Metres and milliseconds: an almost catastrophic near-hit

6274

A near collision between two Japanese airliners is a chilling reminder of the importance of situational awareness, at every level. Adrian Park analyses a multi-level breakdown that almost killed at least 664 people.

On 31 January 2001, the passengers of two Japan Airlines (JAL) aircraft came terrifyingly close to total obliteration in the sky. While people on board JAL 907 (a Boeing 747) and JAL 958, a (McDonnell Douglas DC-10) enjoyed the pleasantries of inflight refreshments, their respective aircraft were climbing, turning and then descending at the request of air traffic control (ATC).

The manoeuvres had put them on dangerously convergent flight paths. As the passengers sipped quietly away at their drinks, decisions at the front of the aircraft as well as decisions on the ground were being made on their behalf.

The decisions were flawed. The decisions were the expressions of a flawed perception of reality and 91 people would be injured as a result. In the aftermath further decisions—system-wide decisions—were also made. These too were faulty decisions—made on a faulty systems-wide perception of reality. As a result 71 people, mostly school children, would die in a later, almost identical accident.

‘Situational awareness’ (SA) is not normally a term associated with fare-paying passengers. It is, after all, a little hard to have ‘good SA’ when one is packaged into a cramped airline seat which may or may not have a window. But none of the people involved in this near tragedy had sufficient SA for an accurate warning of the terrifying events about to occur:

  1. At 3:46pm Japanese time Flight 907 was cleared by ATC to climb to Flight Level 390.
  2. The air traffic controller was a task-saturated trainee. At the time of the accident he had been attempting to handle 14 different aircraft and made 37 radio transmissions in nine minutes. Some of these transmissions were misunderstood or unheard by the various aircraft above and below.
  3. The supervising air traffic controller was slow to intervene. When he finally did, he misidentified Flight 907’s call-sign. He then instructed Flight 907 to descend while its traffic collision avoidance system (TCAS) demanded a climb. This caused the Boeing 747 to match almost perfectly the flight path of the converging DC-10 for 20 horrifying seconds as it too descended. The two aircraft were in effect racing downwards—the DC-10 crew engaged the speed brakes in response to the TCAS’ stentorian ‘Descend, Descend!’ command.
  4. A catastrophic collision was only avoided by the aggressive last-moment manoeuvring by the 747 pilot. The pilot put the 747 into a savage bunt, which sent galley carts, cabin attendants and unrestrained passengers into the ceiling. Of the 427 people on board 91 were injured—nine seriously.

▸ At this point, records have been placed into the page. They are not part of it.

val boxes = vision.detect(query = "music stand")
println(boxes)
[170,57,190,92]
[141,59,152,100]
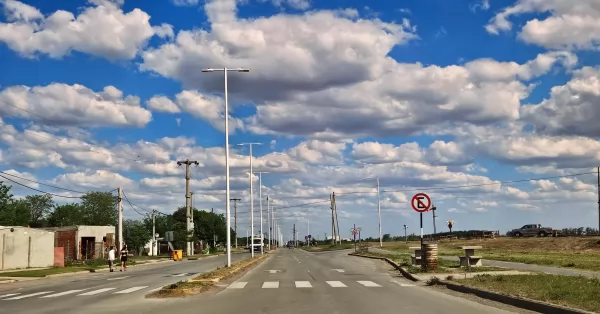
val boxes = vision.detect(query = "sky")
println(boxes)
[0,0,600,238]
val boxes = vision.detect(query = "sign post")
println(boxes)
[411,193,431,265]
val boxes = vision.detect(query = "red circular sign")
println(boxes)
[410,193,431,213]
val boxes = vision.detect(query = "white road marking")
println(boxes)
[113,286,148,294]
[227,281,248,289]
[296,281,312,288]
[357,281,381,287]
[40,289,85,299]
[77,288,117,296]
[3,291,54,301]
[262,281,279,289]
[325,281,348,288]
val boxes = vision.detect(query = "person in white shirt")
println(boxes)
[108,246,115,273]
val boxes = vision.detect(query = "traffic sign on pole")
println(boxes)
[411,193,431,213]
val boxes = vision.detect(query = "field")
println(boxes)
[456,274,600,313]
[373,237,600,271]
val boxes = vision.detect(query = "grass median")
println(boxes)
[146,254,269,298]
[383,237,600,271]
[456,274,600,313]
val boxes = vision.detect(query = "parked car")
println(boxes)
[510,224,557,237]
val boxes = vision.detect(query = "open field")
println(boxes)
[373,237,600,271]
[457,274,600,313]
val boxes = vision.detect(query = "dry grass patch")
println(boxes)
[146,254,268,298]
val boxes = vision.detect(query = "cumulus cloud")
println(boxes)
[0,83,152,127]
[0,0,173,60]
[486,0,600,50]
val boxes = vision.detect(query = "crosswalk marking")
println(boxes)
[4,291,53,301]
[227,281,248,289]
[357,281,381,287]
[325,281,348,288]
[113,286,148,294]
[77,288,116,296]
[262,281,279,289]
[296,281,312,288]
[40,289,84,299]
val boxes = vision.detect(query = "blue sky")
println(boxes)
[0,0,600,240]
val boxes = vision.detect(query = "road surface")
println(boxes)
[135,249,512,314]
[0,253,250,314]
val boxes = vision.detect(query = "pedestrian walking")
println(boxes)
[108,245,115,273]
[121,244,129,271]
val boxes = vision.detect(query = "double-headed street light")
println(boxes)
[237,143,262,257]
[202,68,250,267]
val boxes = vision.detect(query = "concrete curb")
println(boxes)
[439,280,594,314]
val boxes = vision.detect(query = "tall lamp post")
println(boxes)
[237,143,262,257]
[257,171,269,255]
[202,68,250,267]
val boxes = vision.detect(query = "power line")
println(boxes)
[0,175,81,198]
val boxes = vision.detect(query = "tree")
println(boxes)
[81,192,117,226]
[25,194,54,227]
[48,203,84,227]
[123,219,152,253]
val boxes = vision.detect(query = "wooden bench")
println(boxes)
[408,246,421,265]
[459,246,483,267]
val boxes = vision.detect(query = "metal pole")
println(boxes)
[419,213,425,266]
[223,68,231,267]
[377,177,383,247]
[258,172,264,255]
[249,144,254,257]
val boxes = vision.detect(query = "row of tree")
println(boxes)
[0,181,234,255]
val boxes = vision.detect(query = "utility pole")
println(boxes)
[377,177,383,247]
[431,204,437,237]
[177,159,199,256]
[258,171,268,255]
[230,198,241,249]
[117,187,125,252]
[150,209,158,256]
[333,192,342,245]
[329,194,335,245]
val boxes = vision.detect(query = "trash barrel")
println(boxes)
[173,250,183,261]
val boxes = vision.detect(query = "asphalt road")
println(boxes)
[0,253,250,314]
[131,249,512,314]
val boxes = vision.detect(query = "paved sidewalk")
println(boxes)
[369,248,600,279]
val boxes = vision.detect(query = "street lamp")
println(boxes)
[202,68,250,267]
[362,176,383,247]
[237,143,262,257]
[258,171,269,255]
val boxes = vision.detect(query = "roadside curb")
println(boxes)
[439,280,594,314]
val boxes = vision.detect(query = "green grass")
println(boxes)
[457,274,600,312]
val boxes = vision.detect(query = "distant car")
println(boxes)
[510,224,557,237]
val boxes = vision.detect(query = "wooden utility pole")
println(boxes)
[229,198,241,249]
[177,159,199,256]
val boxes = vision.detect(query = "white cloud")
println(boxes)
[0,0,164,60]
[486,0,600,49]
[0,83,152,127]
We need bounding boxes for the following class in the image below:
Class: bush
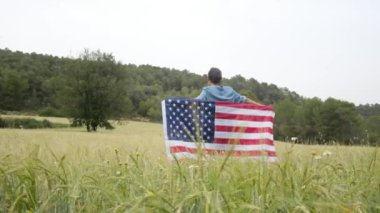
[38,107,62,117]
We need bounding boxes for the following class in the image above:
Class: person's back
[195,68,261,105]
[196,85,246,103]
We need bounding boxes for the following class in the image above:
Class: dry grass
[0,119,380,212]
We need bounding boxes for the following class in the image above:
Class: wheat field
[0,118,380,212]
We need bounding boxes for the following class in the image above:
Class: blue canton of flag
[165,98,215,142]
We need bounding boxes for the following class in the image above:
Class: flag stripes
[162,99,277,162]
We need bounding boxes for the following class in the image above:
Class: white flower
[322,150,332,157]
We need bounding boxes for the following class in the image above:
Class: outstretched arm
[245,98,264,106]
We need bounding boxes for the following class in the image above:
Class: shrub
[38,107,62,117]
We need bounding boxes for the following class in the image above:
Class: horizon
[0,0,380,105]
[0,48,380,106]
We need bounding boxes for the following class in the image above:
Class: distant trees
[59,51,131,131]
[0,68,29,110]
[0,49,380,145]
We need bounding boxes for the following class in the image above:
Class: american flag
[162,98,277,162]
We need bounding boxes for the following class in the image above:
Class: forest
[0,49,380,145]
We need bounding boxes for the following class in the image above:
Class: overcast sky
[0,0,380,104]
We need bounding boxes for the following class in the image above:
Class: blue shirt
[195,85,247,103]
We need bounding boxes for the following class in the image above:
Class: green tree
[0,69,29,110]
[273,99,301,140]
[60,50,132,131]
[365,115,380,145]
[301,98,323,143]
[321,98,362,144]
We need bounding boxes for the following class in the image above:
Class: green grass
[0,118,380,212]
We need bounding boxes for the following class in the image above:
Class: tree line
[0,49,380,144]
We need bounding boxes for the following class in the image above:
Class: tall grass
[0,122,380,212]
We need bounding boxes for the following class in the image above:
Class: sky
[0,0,380,105]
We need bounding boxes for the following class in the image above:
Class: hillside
[0,49,380,144]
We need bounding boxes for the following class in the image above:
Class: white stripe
[166,140,276,152]
[161,100,170,159]
[215,105,274,117]
[168,152,277,163]
[214,131,273,140]
[215,119,273,128]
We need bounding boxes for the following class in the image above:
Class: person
[195,67,263,105]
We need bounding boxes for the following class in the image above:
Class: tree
[0,69,29,110]
[301,98,323,143]
[321,98,362,144]
[273,99,301,140]
[60,50,131,131]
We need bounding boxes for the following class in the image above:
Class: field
[0,118,380,212]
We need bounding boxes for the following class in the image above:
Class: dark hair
[208,67,222,84]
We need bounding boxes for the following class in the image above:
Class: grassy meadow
[0,115,380,212]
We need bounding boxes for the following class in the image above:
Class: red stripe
[215,101,274,111]
[170,146,276,157]
[214,138,274,146]
[215,126,273,134]
[215,112,274,123]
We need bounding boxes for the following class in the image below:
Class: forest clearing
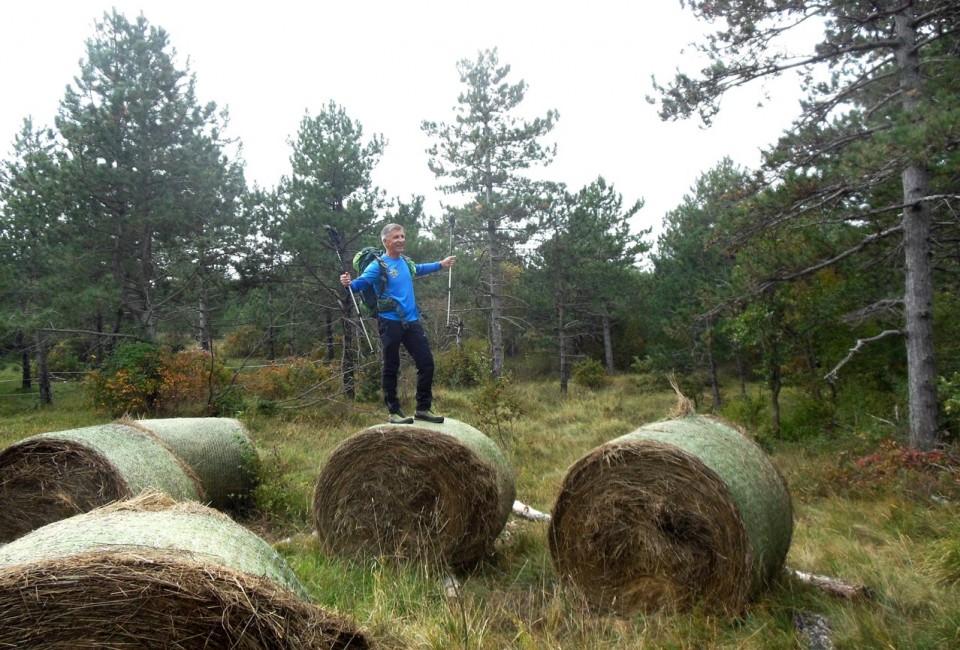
[0,364,960,648]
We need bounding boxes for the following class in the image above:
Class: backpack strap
[374,255,413,325]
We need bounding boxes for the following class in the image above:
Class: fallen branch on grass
[513,501,550,521]
[784,567,873,600]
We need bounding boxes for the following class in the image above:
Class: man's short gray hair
[380,223,403,242]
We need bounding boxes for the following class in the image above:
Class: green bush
[572,359,611,390]
[85,343,240,417]
[435,339,490,388]
[86,342,163,417]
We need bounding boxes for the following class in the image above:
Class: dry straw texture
[123,418,258,511]
[549,416,793,614]
[313,418,516,565]
[0,495,369,649]
[0,424,203,542]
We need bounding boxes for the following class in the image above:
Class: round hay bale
[0,424,204,542]
[548,416,793,614]
[313,418,516,565]
[0,497,369,649]
[121,418,258,512]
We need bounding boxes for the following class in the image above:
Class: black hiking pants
[377,318,434,412]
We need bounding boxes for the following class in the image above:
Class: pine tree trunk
[770,359,783,438]
[197,288,213,352]
[707,322,723,411]
[895,4,938,449]
[36,332,53,404]
[487,215,503,379]
[16,331,33,390]
[602,306,614,375]
[557,290,570,395]
[324,310,336,362]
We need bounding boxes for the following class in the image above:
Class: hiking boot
[414,409,443,424]
[390,411,413,424]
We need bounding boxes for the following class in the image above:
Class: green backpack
[353,246,417,320]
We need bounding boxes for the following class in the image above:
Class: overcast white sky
[0,0,812,242]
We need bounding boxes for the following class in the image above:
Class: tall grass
[0,368,960,650]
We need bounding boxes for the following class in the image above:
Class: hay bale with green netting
[0,424,205,542]
[313,418,515,565]
[548,416,793,614]
[121,418,258,512]
[0,494,369,650]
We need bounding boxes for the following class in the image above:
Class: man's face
[383,228,407,257]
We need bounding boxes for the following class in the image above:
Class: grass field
[0,364,960,649]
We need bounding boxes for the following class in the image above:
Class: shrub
[572,359,611,390]
[157,350,230,414]
[473,375,523,444]
[241,357,333,401]
[436,339,490,388]
[47,341,83,373]
[223,325,263,359]
[87,343,163,417]
[86,343,235,417]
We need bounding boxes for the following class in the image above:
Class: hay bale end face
[121,418,259,512]
[313,418,516,565]
[548,416,793,614]
[0,497,369,649]
[0,424,203,542]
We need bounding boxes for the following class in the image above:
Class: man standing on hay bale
[340,223,457,424]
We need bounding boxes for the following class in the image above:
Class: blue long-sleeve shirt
[350,255,442,321]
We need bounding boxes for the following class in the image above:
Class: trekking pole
[447,214,457,327]
[324,226,373,352]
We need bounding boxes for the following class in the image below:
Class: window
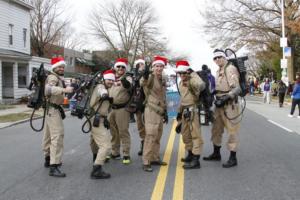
[23,28,27,47]
[8,24,14,45]
[18,63,28,88]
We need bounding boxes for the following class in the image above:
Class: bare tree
[30,0,69,56]
[202,0,300,77]
[90,0,168,66]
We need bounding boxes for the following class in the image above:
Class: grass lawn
[0,113,39,123]
[0,104,15,110]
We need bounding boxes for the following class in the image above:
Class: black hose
[30,109,46,132]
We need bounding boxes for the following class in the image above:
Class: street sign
[280,37,287,47]
[284,47,292,57]
[280,58,287,69]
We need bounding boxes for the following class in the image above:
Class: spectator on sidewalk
[249,78,255,96]
[277,80,287,107]
[262,78,271,103]
[288,75,300,119]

A mere 10 metres—the height of a suburban tree—was all that separated the two aircraft as JAL 907 initiated its last-second manoeuvring. Passengers and crew of JAL 907 later reported the shocking proximity of JAL 958 in various ways, all chilling: ‘the other aircraft was so close I thought its tail would snag our aircraft’; ‘it appeared to fill the whole window’; and ‘I have never seen a plane fly so close—I thought we were going to crash’.

If JAL 907 had collided with JAL 958 the result would have been 664 deaths.

It would have been the worst aviation accident ever—surpassing even the infamous Tenerife accident in which 583 people died. Thankfully both JAL 907 and 958 later landed, with JAL 958 undamaged and JAL 907 experiencing minor damage. While this breakdown in localised SA was bad enough, its severity would pale compared with the systems-wide SA failure that was beginning to unfold.

To understand why SA can be applied to awareness at a systems level (and how it can fail at a systems level) one has to understand the basics of SA. There are many technical definitions of SA. The chief scientist of the US Air Force, Mica R. Endsley’s definition is probably the most ubiquitous:
‘the perception of elements in the environment within a volume of time and space, the comprehension of their meaning, and the projection of their status in the near future’.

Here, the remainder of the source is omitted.